Mr. Greenwald, as usual, does an excellent job dissecting the crazed right-wing hysteria surrounding this story. Here is his summary of the arguments of those who are calling for the heads of reporters and editors at The New York Times:
The clear rationale underlying the arguments of Bush supporters needs to be highlighted. They believe that the Bush administration ought to be allowed to act in complete secrecy, with no oversight of any kind. George Bush is Good and the administration wants nothing other than to stop The Terrorists from killing us. There is no need for oversight over what they are doing because we can trust our political officials to do good on their own. We don’t need any courts or any Congress or any media serving as a “watchdog” over the Bush administration. There is no reason to distrust what they do. We should — and must — let them act in total secrecy for our own good, for our protection. And anyone who prevents them from acting in total secrecy is not merely an enemy of the Bush administration, but of the United States, i.e., is a traitor.
Do you know what one of the problems with getting in such a tizzy about this Times story is? President Bush has already told the world about this very technique (emphasis mine):
Before September the 11th, law enforcement could more easily obtain business and financial records of white-collar criminals than of suspected terrorists. See, part of the way to make sure that we catch terrorists is we chase money trails. And yet it was easier to chase a money trail with a white-collar criminal than it was a terrorist. The Patriot Act ended this double standard and it made it easier for investigators to catch suspected terrorists by following paper trails here in America.
As I wrote last night, many people find it desirable to take the easy way out and dilute or ignore documented fact. This practice is especially popular on the Internet. Why engage in a rational debate about these issues when you can lie and claim that The New York Times is telling the terrorists things that our own president has already made public?
Mr. Greenwald goes on to highlight the Bush administration’s conflation of their own political interests and the country’s national security:
The media is guilty of publishing stories which might harm the political interests of the President, not which could harm the national security of the United States. But Bush supporters recognize no such distinction. Harming the “Commander-in-Chief in a time of war” is, to them, synonymous with treason. Hence, we have calls for the imprisonment of our national media for reporting stories which tell terrorists nothing of significance which they did not already know, but which instead, merely provoke long-overdue democratic debates about whether we want to be a country in which we place blind trust in the administration to act in total secrecy.

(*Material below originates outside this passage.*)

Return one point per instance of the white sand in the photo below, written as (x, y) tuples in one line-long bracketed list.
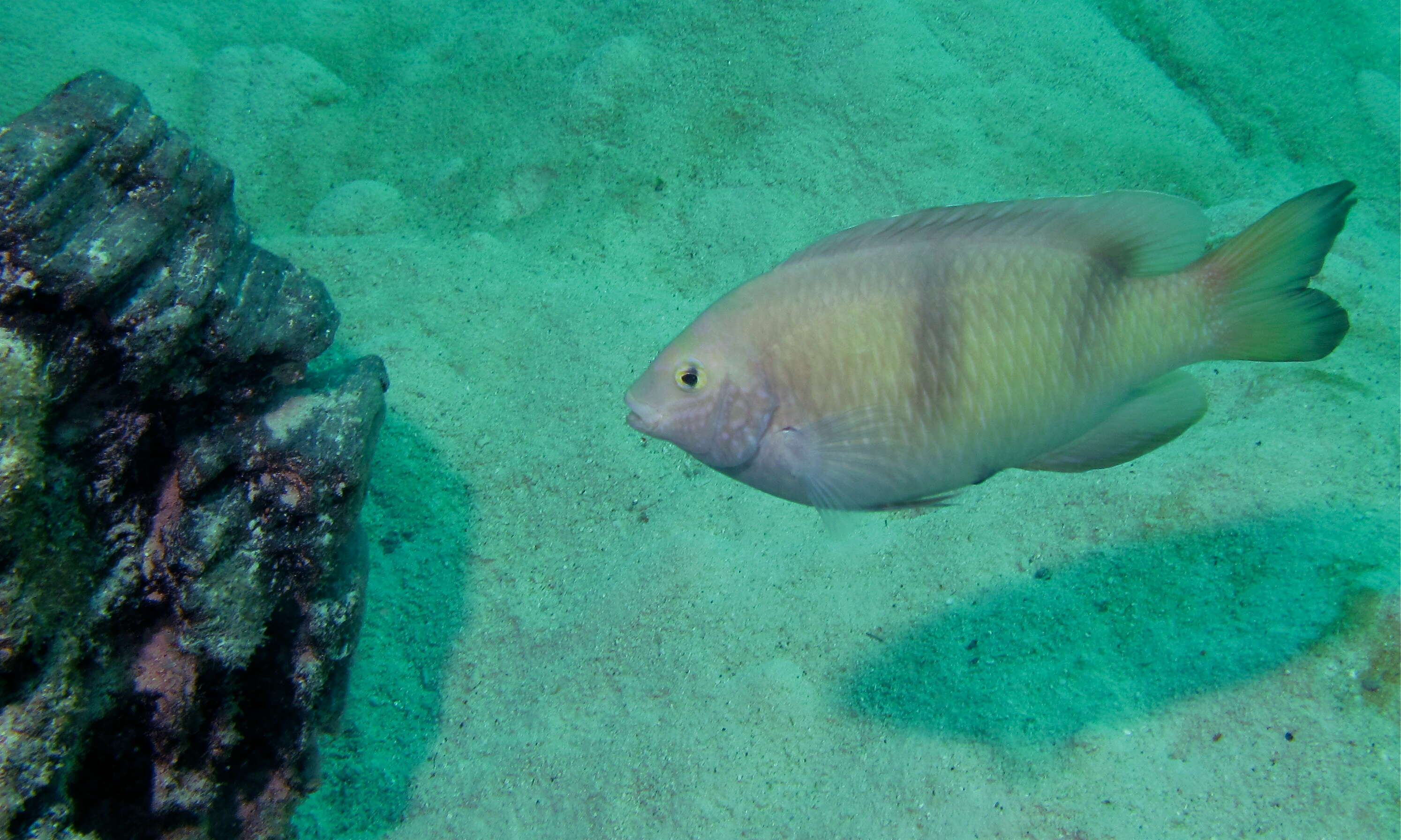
[(578, 633)]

Here is one of the principal failings of the Bush administration. Everything is about politics. The administration would rather spend hundreds of billions of additional dollars and thousands more American lives in Iraq over the next three years than discuss measured redeployment so that the president doesn’t have to eat political crow. The administration would rather make permanent economically reckless tax cuts that will perilously burden future generations of Americans with debt than repair their fiscal disaster so that the president can drum up domestic political support. The administration would rather provide a payout to insurance companies than proper health care coverage for Americans so that the president can appease the special interests.
Mr. Greenwald ends his post with a display of how the founding fathers predicted exactly this kind of presidency and tried with all their might to guard against it. The Bush administration is doing all it can to subvert the desires of our country’s founding fathers to better its cause politically. I strongly recommend reading Mr. Greenwald’s post if you fear what’s happening to our freedoms in this country today.
3 Responses to “President Bush Hates the Free Press”
A thought just came to me. I wonder how many people will blindly follow whatever the next president does, simply because he/she is not George W. Bush.
Just a thought…
By Adam on Jun 27, 2006 at 1:55 pm
I don’t think that will happen. I think President Bush is doing things that are more similar to some of what President Nixon did than many would like to admit. As a result of President Nixon, a spotlight was turned on the executive, and as we’re seeing, it was unfortunately too short-lived.
I hope that the abuses of executive authority put on display by the Bush administration awake the electorate and the other two branches of the federal government to the very real threats that emerge when one branch tries to subvert the Constitution. And I hope said awakening lasts a very long time, much longer than the thirty years since President Nixon’s tenure.